Beide broers begonnen ooit bij DESK, maar via een vriendschappelijk toernooi kwamen ze in aanraking met RWB. Jesper maakte als eerste de overstap. “Ik speelde dat toernooi met wat vrienden die al bij RWB zaten. Het beviel direct. Het voelde als een warme club, met fijne vrijwilligers en alles goed geregeld.” Jonne volgde een paar jaar later. “Bij DESK was het plezier wat minder geworden.
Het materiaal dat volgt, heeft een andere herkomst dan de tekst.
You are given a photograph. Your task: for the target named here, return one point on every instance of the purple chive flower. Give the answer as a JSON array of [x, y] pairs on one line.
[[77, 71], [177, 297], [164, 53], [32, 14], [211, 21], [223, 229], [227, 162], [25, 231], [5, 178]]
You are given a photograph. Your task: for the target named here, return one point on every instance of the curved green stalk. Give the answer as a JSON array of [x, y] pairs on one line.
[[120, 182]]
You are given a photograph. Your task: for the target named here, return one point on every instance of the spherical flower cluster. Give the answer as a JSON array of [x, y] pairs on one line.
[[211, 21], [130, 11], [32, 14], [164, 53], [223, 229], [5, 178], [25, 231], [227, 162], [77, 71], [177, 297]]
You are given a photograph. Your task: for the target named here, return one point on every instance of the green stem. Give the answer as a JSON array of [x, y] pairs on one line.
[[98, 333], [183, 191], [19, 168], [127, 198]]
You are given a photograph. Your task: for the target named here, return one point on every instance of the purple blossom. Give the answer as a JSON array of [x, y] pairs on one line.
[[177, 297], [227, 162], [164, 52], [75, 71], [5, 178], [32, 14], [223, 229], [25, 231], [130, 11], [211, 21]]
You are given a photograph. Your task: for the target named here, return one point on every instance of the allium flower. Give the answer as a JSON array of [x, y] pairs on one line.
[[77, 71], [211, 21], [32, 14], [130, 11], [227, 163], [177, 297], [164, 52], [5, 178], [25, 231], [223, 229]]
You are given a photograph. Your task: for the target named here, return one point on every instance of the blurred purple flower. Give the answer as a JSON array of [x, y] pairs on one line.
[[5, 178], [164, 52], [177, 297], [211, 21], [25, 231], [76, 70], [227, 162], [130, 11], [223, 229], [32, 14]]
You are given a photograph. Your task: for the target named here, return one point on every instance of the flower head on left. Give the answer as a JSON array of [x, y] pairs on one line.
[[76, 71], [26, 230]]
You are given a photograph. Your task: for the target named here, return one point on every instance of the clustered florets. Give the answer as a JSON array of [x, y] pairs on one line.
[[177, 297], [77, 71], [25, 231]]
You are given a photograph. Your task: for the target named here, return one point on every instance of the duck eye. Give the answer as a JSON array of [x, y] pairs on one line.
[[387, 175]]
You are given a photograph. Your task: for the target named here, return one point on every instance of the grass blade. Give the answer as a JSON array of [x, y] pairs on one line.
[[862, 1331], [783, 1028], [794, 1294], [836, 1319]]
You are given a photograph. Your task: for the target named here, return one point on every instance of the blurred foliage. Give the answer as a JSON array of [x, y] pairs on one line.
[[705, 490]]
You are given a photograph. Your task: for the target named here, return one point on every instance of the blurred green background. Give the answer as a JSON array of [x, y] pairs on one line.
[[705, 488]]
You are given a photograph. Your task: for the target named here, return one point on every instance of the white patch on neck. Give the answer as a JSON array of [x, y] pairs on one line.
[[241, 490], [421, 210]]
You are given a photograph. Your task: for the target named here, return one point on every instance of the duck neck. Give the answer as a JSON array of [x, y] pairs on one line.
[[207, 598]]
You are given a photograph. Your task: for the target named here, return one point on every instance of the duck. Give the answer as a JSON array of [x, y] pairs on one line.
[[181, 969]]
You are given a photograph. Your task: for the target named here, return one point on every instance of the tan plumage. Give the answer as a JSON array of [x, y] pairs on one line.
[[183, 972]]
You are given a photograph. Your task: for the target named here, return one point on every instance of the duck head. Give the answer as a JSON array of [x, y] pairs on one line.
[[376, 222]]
Toen Jesper overstapte, ben ik uiteindelijk ook gegaan.”

Inmiddels maken ze allebei deel uit van het vlaggenschip van de zaterdagvierdeklasser. “Ik ben begonnen als spits,” vertelt Jesper. “Daarna via het middenveld naar de backpositie, waar ik nu meestal speel. Eerst dacht ik: dit is niks voor mij. Maar inmiddels vind ik het leuk – vooral het verdedigen. En ik probeer nu ook aanvallend bij te dragen. Laatst heb ik mijn eerste doelpunt gemaakt, dus dat smaakt naar meer.”

Jonne speelt op het middenveld, meestal op tien. “Ik hou van steekpasses en het verdelen van het spel. Een speler als Ødegaard vind ik daarin sterk: die ziet openingen die anderen niet zien. Zelf heb ik daar dit seizoen stappen in gezet. Ik ben doelgerichter geworden en maak meer goals dan voorheen.”

Jesper kwam op zijn zeventiende bij het eerste terecht, Jonne via het tweede. “We werden kampioen met het tweede,” blikt Jonne terug. “Dat seizoen was top. Helaas brak ik mijn arm, en ben ik er lang uit geweest. Dit seizoen voel ik me voor het eerst weer écht volwaardig basisspeler.” Jesper: “Toen ik net in het eerste zat, kreeg ik weinig minuten. De trainer koos voor ervaring. Nu speel ik vrijwel altijd.”

RWB begon het seizoen uitstekend, maar staat nu vierde op de ranglijst. “We hebben in de tweede periode de periodetitel gepakt en staan op het moment in de finale van de nacompetitie,” legt Jonne uit. “We willen promoveren. En hebben daar nu een mooie kans op. Daar gaan we vol voor.” Jesper vult aan: “Dat zou mooi zijn. Zeker nu ik mijn eerste goal te pakken heb.”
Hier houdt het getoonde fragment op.